Caparrós y Crusells se preguntaron qué tipo de cinéfilo era Franco, un hombre que había hecho un cameo en La malcasada (1926), le gustaba rodar películas caseras tanto como pescar salmón en la ría y que era el ideólogo de Raza (1941), el filme que dirigió José Luis Sáenz de Heredia a mayor gloria del Centinela de Occidente, o sea, de sí mismo.

¿Por dónde empezar la pesquisa? Los historiadores tuvieron suerte. Un empleado del Archivo General del Palacio Real les sacó un pliego con los programas originales de mano. «Entre 1946 y 1975, Franco visionó en El Pardo algo más de 2.000 películas, 1.514 extranjeras (917 norteamericanas) y 465 españolas», resume Crusells, haciendo notar que, en la intimidad, Franco se pasaba por la braga-faja el furor patriótico. Una muestra: las primeras dos películas que se proyectaron en El Pardo, en 1946, el año del inicio de la autarquía, fueron El último gánster (1937), sobre un mafioso inadaptado y celopático (Edward G. Robinson), y El sargento inmortal (1943), con Henry Fonda metido a cabo de infantería con morriña en el desierto africano.

Cintas prohibidísimas

No solo no hizo ascos a la pérfida Hollywood. «Franco vio dos películas prohibidas en España: Christopher Columbus (1949), de David MacDonald–en la que los descubridores de América quedan fatal–, y Viridiana (1961), de Luis Buñuel, dos semanas después de obtener la Palma de Oro de Cannes». Según el mayordomo, el patrón calificó esta última de «baturrada», hasta que L’Osservatore Romano, el órgano oficial del Vaticano, dictaminó que era «blasfema» y pidió la excomunión de todo el equipo. Tuvieron que pasar dos años después de enterrar al dictador para que se proyectara en una pantalla comercial.
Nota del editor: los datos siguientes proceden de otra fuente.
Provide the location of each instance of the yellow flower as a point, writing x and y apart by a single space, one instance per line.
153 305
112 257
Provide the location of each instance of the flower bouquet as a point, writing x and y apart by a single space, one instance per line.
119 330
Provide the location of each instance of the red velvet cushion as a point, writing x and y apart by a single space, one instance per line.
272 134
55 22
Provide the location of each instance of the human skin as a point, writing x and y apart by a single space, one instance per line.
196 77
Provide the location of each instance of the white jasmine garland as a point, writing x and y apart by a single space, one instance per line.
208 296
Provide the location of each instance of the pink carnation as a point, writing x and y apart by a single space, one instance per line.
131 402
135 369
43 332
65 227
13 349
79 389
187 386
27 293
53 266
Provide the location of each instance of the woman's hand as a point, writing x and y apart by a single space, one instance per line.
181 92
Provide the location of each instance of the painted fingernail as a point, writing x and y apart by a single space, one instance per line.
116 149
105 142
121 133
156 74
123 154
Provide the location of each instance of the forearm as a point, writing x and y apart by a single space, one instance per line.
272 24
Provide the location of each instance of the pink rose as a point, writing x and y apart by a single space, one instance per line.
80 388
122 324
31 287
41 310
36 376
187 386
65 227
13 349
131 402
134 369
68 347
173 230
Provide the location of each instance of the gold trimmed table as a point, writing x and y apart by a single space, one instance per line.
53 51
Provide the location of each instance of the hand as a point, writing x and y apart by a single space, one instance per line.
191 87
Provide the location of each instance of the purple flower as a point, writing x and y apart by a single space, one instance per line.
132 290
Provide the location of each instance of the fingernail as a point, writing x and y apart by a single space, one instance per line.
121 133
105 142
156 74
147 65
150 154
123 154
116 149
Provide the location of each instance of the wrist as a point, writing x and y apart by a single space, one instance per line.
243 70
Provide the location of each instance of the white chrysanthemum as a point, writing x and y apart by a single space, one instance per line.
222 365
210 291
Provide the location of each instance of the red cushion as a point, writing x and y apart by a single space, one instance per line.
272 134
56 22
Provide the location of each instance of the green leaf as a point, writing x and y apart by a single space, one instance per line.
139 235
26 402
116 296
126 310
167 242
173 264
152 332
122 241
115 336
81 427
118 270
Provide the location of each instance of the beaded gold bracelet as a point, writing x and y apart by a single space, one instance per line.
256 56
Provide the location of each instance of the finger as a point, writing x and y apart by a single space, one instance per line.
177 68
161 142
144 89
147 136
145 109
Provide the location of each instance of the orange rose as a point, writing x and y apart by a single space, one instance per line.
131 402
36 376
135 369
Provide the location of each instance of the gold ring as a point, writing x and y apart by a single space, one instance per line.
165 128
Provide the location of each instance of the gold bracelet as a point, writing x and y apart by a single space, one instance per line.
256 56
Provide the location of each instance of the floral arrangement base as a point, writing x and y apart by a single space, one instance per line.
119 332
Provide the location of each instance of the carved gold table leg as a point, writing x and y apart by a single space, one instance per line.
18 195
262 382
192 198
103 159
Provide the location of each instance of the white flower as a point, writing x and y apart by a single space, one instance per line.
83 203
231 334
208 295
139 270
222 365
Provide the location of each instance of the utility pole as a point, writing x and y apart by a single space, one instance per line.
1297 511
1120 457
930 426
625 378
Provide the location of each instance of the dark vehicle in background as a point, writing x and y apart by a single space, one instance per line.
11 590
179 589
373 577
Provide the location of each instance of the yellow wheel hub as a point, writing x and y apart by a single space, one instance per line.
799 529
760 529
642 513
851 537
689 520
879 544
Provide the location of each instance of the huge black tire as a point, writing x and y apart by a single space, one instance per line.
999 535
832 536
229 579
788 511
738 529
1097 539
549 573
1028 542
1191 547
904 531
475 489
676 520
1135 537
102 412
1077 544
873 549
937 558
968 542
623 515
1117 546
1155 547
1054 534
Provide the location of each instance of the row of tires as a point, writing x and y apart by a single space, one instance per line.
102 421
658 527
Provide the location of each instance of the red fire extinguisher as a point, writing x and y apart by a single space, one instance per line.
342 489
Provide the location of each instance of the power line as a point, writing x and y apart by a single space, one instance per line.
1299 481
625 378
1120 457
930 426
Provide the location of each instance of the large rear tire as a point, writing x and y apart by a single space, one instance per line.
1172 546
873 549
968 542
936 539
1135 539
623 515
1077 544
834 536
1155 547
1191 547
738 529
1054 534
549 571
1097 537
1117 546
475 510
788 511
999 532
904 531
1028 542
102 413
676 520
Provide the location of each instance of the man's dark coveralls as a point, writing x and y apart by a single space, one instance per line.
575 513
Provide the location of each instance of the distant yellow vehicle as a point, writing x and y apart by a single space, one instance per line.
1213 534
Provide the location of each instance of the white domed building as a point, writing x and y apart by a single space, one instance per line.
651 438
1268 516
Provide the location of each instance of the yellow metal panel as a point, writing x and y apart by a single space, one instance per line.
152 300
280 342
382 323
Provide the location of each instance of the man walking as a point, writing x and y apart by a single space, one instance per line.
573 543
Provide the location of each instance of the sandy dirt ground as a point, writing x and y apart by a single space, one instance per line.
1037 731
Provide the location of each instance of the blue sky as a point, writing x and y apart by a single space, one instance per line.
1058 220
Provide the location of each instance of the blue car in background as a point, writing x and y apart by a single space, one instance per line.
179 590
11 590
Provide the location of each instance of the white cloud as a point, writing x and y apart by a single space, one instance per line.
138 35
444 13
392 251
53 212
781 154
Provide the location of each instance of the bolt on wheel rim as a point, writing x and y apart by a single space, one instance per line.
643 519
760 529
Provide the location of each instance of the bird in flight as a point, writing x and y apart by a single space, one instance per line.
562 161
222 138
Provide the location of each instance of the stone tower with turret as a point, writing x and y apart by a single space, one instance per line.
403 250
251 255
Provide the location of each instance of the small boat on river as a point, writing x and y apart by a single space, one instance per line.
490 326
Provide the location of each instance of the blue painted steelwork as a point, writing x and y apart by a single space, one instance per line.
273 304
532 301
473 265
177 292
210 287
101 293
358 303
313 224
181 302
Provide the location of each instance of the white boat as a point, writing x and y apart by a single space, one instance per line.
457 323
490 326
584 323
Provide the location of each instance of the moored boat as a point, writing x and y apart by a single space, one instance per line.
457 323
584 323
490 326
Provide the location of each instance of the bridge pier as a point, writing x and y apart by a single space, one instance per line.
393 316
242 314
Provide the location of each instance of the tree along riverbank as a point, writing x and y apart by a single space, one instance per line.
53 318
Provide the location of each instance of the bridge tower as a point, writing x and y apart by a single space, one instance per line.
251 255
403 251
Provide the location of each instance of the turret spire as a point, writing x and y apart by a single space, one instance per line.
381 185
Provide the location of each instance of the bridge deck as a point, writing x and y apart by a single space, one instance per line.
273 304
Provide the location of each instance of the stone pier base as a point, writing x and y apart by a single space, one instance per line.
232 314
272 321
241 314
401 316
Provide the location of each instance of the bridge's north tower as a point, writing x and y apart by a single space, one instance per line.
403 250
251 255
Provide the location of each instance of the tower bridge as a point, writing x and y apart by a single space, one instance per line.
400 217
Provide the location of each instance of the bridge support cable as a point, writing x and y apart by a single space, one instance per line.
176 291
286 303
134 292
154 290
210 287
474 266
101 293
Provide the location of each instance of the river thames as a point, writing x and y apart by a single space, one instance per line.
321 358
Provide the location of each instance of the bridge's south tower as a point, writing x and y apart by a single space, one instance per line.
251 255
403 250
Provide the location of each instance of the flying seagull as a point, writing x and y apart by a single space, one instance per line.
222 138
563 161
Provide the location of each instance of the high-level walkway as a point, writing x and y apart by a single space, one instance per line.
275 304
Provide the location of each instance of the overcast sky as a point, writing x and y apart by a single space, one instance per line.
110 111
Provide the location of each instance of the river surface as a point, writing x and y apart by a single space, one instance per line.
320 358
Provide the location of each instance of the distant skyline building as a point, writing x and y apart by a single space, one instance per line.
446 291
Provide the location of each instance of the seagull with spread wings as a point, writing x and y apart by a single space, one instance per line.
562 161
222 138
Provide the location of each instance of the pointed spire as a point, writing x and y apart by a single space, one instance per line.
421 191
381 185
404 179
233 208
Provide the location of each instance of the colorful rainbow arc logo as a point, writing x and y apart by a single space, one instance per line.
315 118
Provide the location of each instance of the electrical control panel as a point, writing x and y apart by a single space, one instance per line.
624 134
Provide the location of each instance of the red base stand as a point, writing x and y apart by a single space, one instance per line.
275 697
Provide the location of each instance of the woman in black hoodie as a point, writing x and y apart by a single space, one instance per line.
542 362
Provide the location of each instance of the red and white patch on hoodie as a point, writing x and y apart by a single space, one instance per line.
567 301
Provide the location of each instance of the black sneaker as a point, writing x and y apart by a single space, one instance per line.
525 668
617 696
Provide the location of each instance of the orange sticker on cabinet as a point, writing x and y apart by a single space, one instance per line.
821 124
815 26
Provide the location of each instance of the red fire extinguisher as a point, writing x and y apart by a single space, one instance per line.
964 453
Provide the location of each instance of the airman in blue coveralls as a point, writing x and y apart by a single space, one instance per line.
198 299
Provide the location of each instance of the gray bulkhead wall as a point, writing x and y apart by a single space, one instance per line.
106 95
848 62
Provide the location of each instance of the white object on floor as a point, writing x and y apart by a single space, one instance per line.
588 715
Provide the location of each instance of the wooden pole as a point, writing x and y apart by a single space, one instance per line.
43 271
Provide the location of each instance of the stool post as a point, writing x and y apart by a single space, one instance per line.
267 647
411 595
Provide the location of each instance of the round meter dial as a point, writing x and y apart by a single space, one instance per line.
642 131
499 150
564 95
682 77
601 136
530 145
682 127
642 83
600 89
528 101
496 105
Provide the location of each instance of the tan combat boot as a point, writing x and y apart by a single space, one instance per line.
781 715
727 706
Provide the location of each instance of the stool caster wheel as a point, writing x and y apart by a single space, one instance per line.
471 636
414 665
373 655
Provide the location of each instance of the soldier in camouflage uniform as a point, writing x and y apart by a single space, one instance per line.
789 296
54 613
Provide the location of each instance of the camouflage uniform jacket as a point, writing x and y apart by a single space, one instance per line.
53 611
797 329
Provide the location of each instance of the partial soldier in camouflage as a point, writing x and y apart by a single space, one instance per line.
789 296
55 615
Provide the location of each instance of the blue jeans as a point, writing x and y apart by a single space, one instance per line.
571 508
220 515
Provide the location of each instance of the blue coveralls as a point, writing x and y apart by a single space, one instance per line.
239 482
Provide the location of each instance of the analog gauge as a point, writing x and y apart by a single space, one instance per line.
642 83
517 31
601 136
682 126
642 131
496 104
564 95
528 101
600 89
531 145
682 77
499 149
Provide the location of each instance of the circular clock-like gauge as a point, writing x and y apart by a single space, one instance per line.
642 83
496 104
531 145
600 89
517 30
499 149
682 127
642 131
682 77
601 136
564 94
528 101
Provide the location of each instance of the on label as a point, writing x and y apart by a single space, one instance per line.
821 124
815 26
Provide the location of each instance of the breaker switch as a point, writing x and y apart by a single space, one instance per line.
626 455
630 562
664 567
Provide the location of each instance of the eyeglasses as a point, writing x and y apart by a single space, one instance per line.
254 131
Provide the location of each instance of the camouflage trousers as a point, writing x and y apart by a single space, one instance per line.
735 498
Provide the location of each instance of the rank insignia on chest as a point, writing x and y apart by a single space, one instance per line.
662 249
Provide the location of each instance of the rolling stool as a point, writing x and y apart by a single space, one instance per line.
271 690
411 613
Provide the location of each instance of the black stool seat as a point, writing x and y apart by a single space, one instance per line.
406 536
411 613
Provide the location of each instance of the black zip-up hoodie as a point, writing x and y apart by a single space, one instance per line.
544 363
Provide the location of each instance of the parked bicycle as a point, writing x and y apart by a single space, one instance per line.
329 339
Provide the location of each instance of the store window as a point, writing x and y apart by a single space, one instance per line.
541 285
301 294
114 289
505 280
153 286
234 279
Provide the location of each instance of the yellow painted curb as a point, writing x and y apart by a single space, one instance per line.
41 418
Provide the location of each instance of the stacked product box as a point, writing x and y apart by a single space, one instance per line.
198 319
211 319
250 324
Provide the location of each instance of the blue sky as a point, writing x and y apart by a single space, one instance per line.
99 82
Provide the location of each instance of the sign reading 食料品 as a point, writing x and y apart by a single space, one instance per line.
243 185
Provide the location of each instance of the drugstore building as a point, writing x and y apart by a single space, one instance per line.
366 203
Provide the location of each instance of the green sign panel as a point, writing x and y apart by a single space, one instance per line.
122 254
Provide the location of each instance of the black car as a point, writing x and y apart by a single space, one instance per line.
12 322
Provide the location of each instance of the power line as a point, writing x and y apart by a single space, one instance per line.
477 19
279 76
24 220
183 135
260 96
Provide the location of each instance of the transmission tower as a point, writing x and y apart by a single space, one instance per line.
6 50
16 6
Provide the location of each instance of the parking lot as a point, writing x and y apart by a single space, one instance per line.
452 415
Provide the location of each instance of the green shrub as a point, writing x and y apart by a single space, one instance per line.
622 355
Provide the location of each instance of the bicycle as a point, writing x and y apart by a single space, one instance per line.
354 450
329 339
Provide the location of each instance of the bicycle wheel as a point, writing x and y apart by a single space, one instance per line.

Su Excelencia tenía más prerrogativas, claro. «Del total de películas, nueve fueron vistas antes de pasar por la censura y 722 antes de su estreno comercial», dice Crusells, para matizar que, según el testimonio del probo mayordomo, nunca hubo censor en la sala que obedeciera el carraspeo del patrón como señal palmaria de que había que pasar la tijera.

El sirviente, siempre de pie detrás de la butaca del jefe de Estado, aventura que le gustaban «las películas en las que el personaje fuera un salvador o un héroe, tipo Los últimos de Filipinas o ¡A mí la legión!», pero el vaciado de los documentos muestra su inclinación por la comedia y la acción, desmontando así el mito de que el gallego era un hooligan del wéstern. «Visionó 507 comedias y 126 del Oeste», puntualiza Crusells. «Y solo hubo una película que repitió varias veces, El rey del juego (1961)», un filme de Norman Jewison en el que un codicioso jugador de póquer (Steve McQueen) reta al rey de las mesas (Edward G. Robinson) en Nueva Orleans. «La vio en 1966, en 1971 y cuatro meses antes de morir», puntualiza el historiador.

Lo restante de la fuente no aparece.